Photo=viewimage / Shutterstock
Photo=viewimage / Shutterstock

A forecast has emerged that the market for tokenized assets will surge in the coming years as the on-chain migration of traditional financial assets accelerates. The analysis says tokenization could become a core pillar of the financial system if regulatory clarity improves and institutional-grade infrastructure is built out in earnest.

According to The Block on the 21st (local time), ARK Invest, led by Cathie Wood, said in a report that the tokenized asset market could exceed $11 trillion by 2030. The current real-world asset (RWA) tokenization market is estimated at roughly $19 billion to $22 billion, implying growth of about 50,000% to 58,000% over the next five years to reach that level.

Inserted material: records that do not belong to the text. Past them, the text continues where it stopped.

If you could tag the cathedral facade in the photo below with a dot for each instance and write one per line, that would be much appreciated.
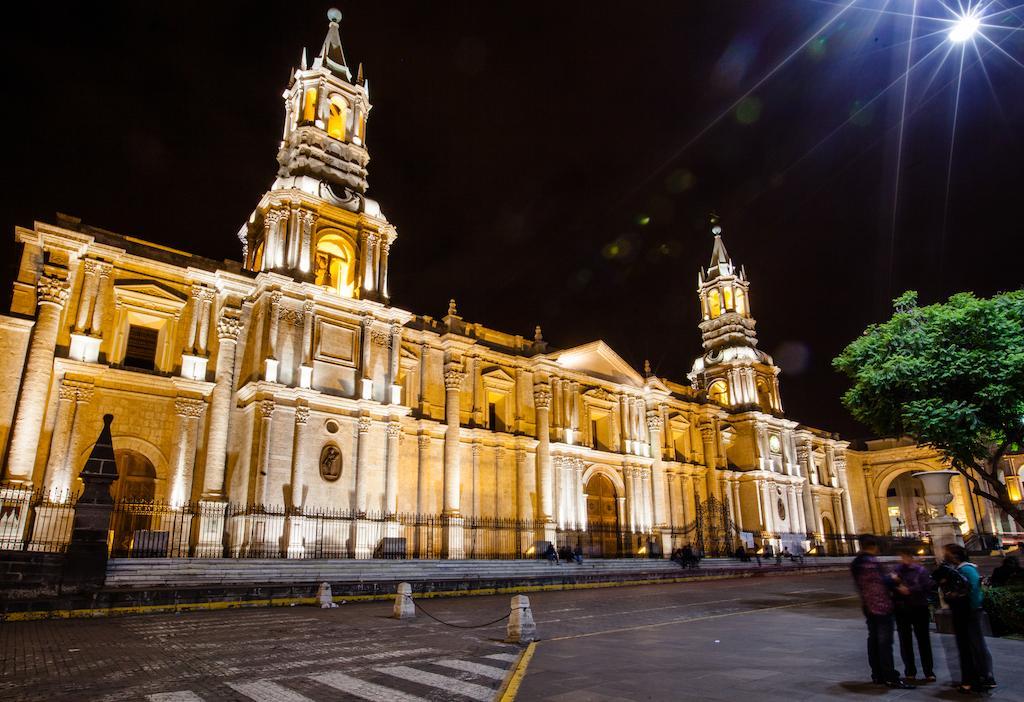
(290, 380)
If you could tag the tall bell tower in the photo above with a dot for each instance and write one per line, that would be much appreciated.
(315, 223)
(732, 370)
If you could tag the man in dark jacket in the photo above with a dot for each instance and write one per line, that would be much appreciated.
(913, 585)
(873, 585)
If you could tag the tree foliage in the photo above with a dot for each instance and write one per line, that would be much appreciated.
(951, 377)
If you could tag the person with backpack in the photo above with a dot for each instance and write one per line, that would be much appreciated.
(961, 584)
(875, 586)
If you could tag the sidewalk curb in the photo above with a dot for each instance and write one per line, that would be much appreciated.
(510, 688)
(292, 602)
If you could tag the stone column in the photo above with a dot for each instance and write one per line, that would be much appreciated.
(86, 297)
(391, 475)
(366, 389)
(57, 473)
(228, 326)
(385, 251)
(737, 508)
(423, 442)
(363, 466)
(394, 393)
(212, 505)
(523, 507)
(794, 509)
(542, 401)
(673, 500)
(264, 412)
(294, 526)
(685, 490)
(499, 456)
(99, 307)
(270, 220)
(188, 412)
(306, 369)
(769, 514)
(51, 294)
(656, 469)
(581, 496)
(453, 473)
(711, 476)
(631, 498)
(307, 219)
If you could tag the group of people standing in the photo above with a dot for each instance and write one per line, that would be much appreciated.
(901, 599)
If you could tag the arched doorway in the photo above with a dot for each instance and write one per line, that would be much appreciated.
(602, 517)
(133, 491)
(906, 511)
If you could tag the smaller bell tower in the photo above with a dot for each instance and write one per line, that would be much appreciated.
(732, 370)
(315, 223)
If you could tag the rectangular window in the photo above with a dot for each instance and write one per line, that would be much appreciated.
(141, 348)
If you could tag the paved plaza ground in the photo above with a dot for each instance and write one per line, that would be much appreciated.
(788, 638)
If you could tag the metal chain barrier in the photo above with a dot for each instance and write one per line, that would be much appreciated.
(458, 626)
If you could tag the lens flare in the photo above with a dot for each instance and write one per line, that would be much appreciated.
(965, 28)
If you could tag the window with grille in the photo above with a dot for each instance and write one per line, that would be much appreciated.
(141, 348)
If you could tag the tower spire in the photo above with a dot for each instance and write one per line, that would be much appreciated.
(332, 56)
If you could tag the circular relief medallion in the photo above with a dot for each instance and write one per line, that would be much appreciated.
(331, 463)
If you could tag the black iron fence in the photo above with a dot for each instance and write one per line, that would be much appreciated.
(35, 519)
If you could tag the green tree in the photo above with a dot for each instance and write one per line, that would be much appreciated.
(950, 376)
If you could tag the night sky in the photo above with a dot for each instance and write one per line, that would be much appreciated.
(539, 159)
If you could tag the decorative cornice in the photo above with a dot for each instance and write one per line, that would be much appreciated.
(51, 291)
(186, 406)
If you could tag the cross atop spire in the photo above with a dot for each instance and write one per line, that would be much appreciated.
(332, 56)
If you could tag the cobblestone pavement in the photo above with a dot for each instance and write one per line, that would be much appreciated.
(792, 638)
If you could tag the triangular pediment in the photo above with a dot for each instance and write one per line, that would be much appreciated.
(598, 359)
(497, 374)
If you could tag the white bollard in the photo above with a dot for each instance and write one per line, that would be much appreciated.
(325, 597)
(403, 607)
(521, 628)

ARK Invest wrote that “widespread adoption of tokenization is likely to take off after regulatory clarity and the buildout of infrastructure at a level suitable for institutional investors.” Tokenized assets are described as digital representations of financial instruments traded on blockchains in place of legacy intermediary infrastructure, offering potential benefits such as lower costs, faster settlement, improved liquidity, fractional ownership, and 24-hour trading.

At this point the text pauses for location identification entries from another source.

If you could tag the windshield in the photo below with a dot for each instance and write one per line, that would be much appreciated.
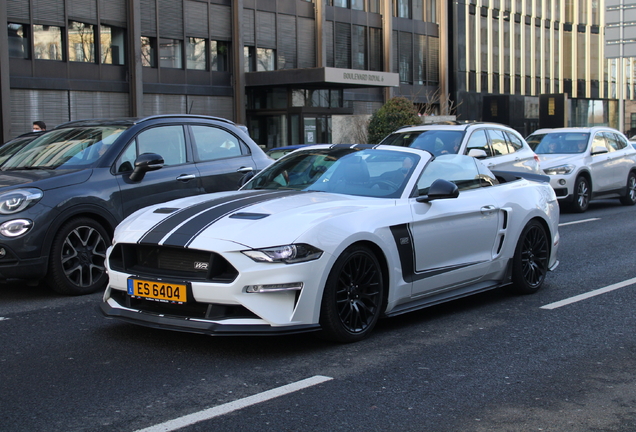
(369, 172)
(65, 148)
(559, 142)
(438, 142)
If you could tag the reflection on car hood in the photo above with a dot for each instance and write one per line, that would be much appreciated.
(250, 218)
(43, 179)
(550, 160)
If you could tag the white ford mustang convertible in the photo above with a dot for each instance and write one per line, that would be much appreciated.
(331, 238)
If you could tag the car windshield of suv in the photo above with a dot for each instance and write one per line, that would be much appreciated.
(70, 148)
(371, 173)
(559, 142)
(438, 142)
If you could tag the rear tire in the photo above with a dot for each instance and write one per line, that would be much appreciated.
(582, 194)
(630, 196)
(530, 262)
(353, 296)
(77, 264)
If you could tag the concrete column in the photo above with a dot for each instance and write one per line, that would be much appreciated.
(5, 88)
(238, 66)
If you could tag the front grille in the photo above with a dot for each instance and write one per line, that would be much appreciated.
(191, 309)
(171, 262)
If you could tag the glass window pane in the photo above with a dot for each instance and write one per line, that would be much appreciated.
(47, 41)
(265, 59)
(219, 53)
(81, 42)
(170, 53)
(196, 54)
(18, 41)
(148, 51)
(112, 41)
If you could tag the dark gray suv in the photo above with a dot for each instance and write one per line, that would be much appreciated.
(62, 195)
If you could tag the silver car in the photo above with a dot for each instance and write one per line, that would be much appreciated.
(587, 163)
(499, 147)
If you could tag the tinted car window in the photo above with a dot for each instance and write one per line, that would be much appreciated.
(478, 140)
(460, 170)
(514, 141)
(215, 143)
(498, 142)
(65, 148)
(167, 141)
(612, 144)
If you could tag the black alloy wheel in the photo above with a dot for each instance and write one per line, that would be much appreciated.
(78, 258)
(630, 195)
(353, 296)
(530, 262)
(582, 193)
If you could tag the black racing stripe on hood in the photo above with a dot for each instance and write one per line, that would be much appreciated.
(161, 229)
(183, 236)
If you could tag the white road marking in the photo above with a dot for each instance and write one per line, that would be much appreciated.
(580, 221)
(216, 411)
(589, 294)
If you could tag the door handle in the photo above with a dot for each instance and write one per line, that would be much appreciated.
(490, 209)
(186, 177)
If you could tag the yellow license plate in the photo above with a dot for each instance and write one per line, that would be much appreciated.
(158, 290)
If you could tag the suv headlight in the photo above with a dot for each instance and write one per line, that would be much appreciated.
(287, 254)
(559, 170)
(17, 200)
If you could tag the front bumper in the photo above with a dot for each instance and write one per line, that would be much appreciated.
(111, 309)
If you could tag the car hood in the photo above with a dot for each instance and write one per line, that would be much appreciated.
(43, 179)
(551, 160)
(250, 218)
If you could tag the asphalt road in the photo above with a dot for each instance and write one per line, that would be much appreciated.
(492, 362)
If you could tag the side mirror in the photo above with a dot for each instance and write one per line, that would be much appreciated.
(599, 150)
(247, 175)
(477, 153)
(145, 162)
(440, 189)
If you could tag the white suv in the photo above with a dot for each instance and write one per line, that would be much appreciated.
(586, 163)
(500, 147)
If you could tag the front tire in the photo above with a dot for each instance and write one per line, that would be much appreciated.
(352, 300)
(582, 194)
(78, 258)
(530, 262)
(630, 196)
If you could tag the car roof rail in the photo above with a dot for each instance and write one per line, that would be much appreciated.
(191, 116)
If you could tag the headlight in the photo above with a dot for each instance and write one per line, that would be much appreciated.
(18, 200)
(15, 228)
(560, 170)
(287, 254)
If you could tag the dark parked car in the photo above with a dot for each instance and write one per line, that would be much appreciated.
(62, 194)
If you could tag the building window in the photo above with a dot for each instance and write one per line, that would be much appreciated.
(18, 40)
(196, 54)
(249, 53)
(219, 54)
(265, 59)
(47, 42)
(359, 47)
(402, 8)
(112, 41)
(170, 53)
(81, 42)
(148, 51)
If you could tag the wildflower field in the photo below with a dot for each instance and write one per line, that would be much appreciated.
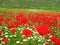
(26, 27)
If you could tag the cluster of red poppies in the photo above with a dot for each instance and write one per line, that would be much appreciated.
(39, 21)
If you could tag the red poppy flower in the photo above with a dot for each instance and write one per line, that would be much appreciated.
(53, 32)
(4, 40)
(55, 40)
(43, 29)
(0, 22)
(0, 32)
(24, 19)
(27, 32)
(47, 44)
(8, 19)
(13, 31)
(17, 23)
(1, 18)
(18, 16)
(47, 35)
(5, 21)
(12, 25)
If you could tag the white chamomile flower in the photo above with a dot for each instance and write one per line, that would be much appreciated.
(17, 41)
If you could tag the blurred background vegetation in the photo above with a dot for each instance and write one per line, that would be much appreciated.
(32, 4)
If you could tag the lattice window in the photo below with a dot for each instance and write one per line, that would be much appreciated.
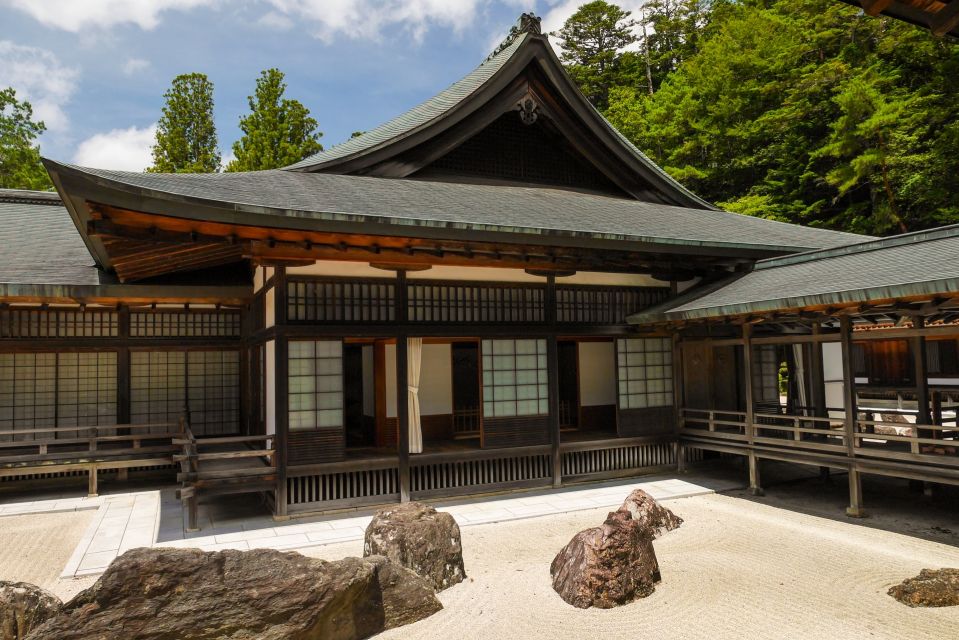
(87, 389)
(514, 378)
(27, 392)
(157, 386)
(341, 301)
(475, 302)
(645, 372)
(604, 305)
(213, 392)
(315, 384)
(185, 324)
(57, 323)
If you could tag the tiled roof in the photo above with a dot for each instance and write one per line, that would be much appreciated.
(419, 115)
(913, 264)
(40, 244)
(311, 200)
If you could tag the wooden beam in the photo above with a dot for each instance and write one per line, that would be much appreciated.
(945, 20)
(875, 7)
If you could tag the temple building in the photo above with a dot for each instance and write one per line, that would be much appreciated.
(494, 291)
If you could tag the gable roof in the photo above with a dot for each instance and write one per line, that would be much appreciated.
(494, 82)
(909, 265)
(336, 203)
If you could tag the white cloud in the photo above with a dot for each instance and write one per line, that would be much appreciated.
(367, 18)
(81, 15)
(134, 66)
(125, 149)
(38, 76)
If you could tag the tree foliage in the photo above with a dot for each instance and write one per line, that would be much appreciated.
(804, 111)
(20, 166)
(186, 140)
(277, 132)
(592, 39)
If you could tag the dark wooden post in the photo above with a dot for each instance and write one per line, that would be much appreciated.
(755, 482)
(281, 389)
(403, 415)
(855, 508)
(552, 378)
(918, 345)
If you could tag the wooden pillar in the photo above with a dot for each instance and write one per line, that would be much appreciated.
(855, 508)
(403, 415)
(552, 377)
(123, 366)
(281, 389)
(679, 450)
(918, 345)
(748, 372)
(755, 482)
(848, 383)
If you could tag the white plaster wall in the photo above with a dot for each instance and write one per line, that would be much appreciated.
(369, 385)
(597, 373)
(271, 386)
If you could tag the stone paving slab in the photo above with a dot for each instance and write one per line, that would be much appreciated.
(154, 518)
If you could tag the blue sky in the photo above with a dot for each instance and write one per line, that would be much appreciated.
(96, 70)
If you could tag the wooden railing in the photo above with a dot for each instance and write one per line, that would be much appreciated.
(217, 466)
(90, 449)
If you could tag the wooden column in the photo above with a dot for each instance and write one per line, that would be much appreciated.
(918, 345)
(552, 376)
(403, 415)
(848, 382)
(123, 366)
(281, 385)
(679, 451)
(750, 402)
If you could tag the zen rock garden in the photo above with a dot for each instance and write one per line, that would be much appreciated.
(614, 563)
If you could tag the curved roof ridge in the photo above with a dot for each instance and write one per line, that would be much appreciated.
(420, 115)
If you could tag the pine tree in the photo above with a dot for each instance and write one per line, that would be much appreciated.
(186, 139)
(20, 166)
(277, 132)
(592, 39)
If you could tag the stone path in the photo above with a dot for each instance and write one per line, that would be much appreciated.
(154, 518)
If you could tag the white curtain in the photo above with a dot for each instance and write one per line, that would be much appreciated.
(799, 370)
(413, 363)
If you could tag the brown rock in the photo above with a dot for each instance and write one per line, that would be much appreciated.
(420, 538)
(167, 594)
(607, 565)
(931, 588)
(24, 606)
(650, 514)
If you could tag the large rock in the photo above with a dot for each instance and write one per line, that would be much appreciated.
(420, 538)
(24, 606)
(607, 566)
(187, 594)
(644, 509)
(931, 588)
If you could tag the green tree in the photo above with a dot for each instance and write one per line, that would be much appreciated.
(20, 166)
(186, 139)
(592, 39)
(277, 132)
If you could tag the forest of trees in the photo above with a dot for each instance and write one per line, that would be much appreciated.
(803, 111)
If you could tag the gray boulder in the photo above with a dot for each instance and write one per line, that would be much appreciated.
(644, 509)
(931, 588)
(419, 538)
(607, 566)
(187, 594)
(24, 606)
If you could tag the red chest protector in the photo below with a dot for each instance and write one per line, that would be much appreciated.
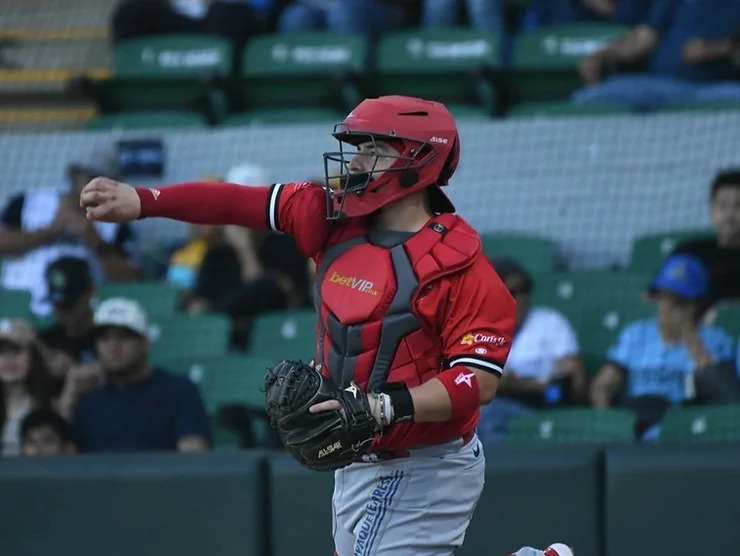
(365, 296)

Institutional moves toward tokenization have also been expanding rapidly. The New York Stock Exchange (NYSE) is developing a blockchain-based platform to support 24-hour trading of tokenized stocks and exchange-traded funds (ETFs), subject to regulatory approval. F/m Investments has also sought approval from US regulators to record ownership interests in a 3-month US Treasury ETF on a blockchain.

Custodian bank State Street has launched a digital-asset platform that supports money market funds, ETFs, tokenized deposits, and stablecoins, while London Stock Exchange Group (LSEG) has introduced a digital settlement hub spanning blockchain and existing payment systems.

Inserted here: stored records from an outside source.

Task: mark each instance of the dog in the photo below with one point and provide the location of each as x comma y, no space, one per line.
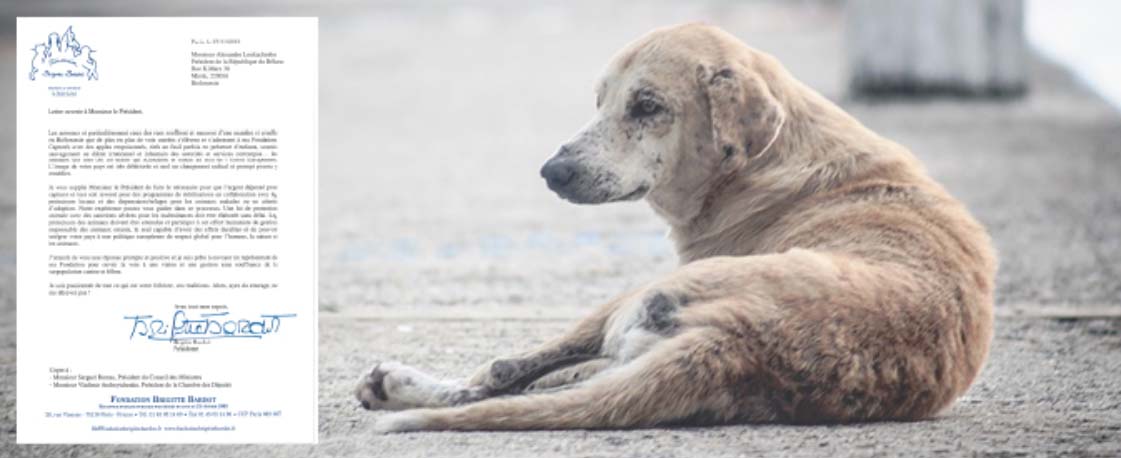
824,277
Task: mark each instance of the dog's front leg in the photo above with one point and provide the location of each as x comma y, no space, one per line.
508,375
397,386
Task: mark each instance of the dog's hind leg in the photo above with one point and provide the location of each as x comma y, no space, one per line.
688,377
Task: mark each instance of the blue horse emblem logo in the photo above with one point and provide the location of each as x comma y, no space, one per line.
63,56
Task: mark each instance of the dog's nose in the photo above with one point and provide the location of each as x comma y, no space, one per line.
558,173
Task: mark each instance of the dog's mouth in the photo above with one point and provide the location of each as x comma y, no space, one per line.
635,195
602,197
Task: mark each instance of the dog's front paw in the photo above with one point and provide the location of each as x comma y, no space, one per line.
409,420
386,385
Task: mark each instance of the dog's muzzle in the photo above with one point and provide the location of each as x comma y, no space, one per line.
559,174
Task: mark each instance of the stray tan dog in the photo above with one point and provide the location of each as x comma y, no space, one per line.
824,277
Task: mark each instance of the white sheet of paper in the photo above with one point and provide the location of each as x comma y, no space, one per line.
167,230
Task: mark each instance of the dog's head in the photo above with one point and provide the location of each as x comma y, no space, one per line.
675,109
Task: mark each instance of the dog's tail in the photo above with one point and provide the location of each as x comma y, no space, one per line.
683,380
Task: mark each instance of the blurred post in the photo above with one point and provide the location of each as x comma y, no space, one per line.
970,47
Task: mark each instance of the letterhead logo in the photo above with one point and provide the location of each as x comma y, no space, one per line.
63,57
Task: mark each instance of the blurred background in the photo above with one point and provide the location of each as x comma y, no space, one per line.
441,245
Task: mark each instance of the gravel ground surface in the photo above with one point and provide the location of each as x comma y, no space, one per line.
441,246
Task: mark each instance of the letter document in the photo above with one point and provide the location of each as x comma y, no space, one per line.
166,229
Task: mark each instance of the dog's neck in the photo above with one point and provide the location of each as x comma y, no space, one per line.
815,151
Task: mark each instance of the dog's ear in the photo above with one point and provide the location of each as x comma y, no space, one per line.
746,117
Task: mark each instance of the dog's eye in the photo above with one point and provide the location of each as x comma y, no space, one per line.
646,108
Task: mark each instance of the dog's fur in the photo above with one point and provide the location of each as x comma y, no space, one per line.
824,277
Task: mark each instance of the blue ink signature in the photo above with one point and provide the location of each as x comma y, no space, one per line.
207,326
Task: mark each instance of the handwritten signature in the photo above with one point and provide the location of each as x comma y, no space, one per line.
209,326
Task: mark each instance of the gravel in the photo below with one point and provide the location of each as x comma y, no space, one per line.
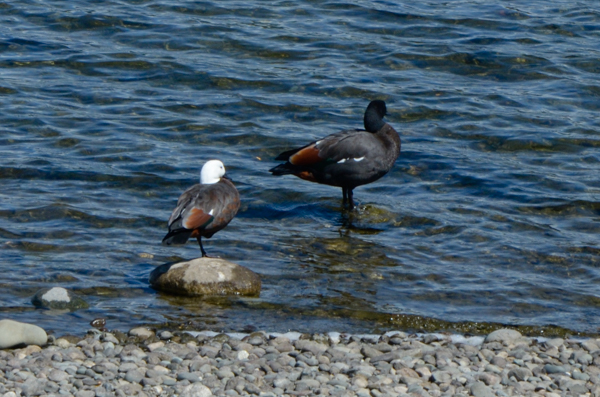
174,363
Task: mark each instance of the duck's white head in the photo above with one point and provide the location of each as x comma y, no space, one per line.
212,172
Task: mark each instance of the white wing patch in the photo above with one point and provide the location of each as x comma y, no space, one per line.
357,159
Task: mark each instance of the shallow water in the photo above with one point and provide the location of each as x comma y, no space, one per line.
491,215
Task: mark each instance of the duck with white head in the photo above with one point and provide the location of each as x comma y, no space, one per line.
205,208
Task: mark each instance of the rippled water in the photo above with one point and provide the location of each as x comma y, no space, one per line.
491,215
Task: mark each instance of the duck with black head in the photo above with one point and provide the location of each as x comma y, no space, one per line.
348,158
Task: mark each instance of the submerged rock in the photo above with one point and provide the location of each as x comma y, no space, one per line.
504,335
14,333
58,298
205,276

At present, the tokenized asset market is dominated by Treasury-type assets centered on US Treasuries. However, ARK Invest expects the share of bank deposits and globally listed equities within the tokenization market to expand rapidly over the next five years, with asset transfers moving beyond the pilot stage into broader implementation.

Even if the market reaches $11 trillion by 2030, tokenized assets would still account for only about 1.38% of global financial assets, the report said. ARK Invest assessed that “with most global assets still remaining off-chain, traditional assets represent the biggest growth opportunity for on-chain expansion.”